The bill directs federal funds and stricter oversight to reimburse and manage extraordinary protective activities for certain private sites—boosting resources and accountability for governments and law enforcement while raising taxpayer costs, administrative burdens, disclosure risks, and gaps for ineligible entities or protection scenarios.
State, local, Tribal, and territorial governments and law enforcement receive federal grants/reimbursements to cover extraordinary protective costs for designated non‑governmental properties, reducing local budget burdens and enabling more protective operations.
Taxpayers, Congress, and DHS get stronger oversight and transparency through required reports, IG-followup, and annual independent audits, improving visibility into program implementation and corrective actions.
Grantees and program managers face clearer rules and certifications limiting grant spending to personnel and equipment directly protecting qualifying private properties, which reduces opportunities for misuse of funds.
Taxpayers face increased federal spending (an estimated $183 million over three years and $61 million per year FY2026–FY2028), which could add to deficits or require offsets.
State, local, Tribal, and territorial agencies and DHS/grantees will face additional administrative burdens and potential delays from certification, reporting, audit, and equipment-approval requirements, which can slow access to funds or capability upgrades.
Local governments, utilities, and other grantees may have to disclose identities, itemized spending, equipment inventories, and man-hours, creating privacy and operational-security risks that could expose sensitive details to adversaries.
Based on analysis of 8 sections of legislative text.
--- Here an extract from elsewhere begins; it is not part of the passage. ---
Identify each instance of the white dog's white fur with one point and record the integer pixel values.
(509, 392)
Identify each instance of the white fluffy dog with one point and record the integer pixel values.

Introduced March 9, 2026 by Greg Landsman · Last progress March 9, 2026
Creates a Department of Homeland Security grant program to reimburse state, local, Tribal, and territorial law enforcement agencies for extra costs of protecting private properties that the Secret Service designates for certain protected persons. The program pays for direct personnel hours and equipment tied to protecting those properties, requires audits and annual reports, defines covered properties (excluding short-term hotel stays), and authorizes $61 million per year for FY2026–FY2028.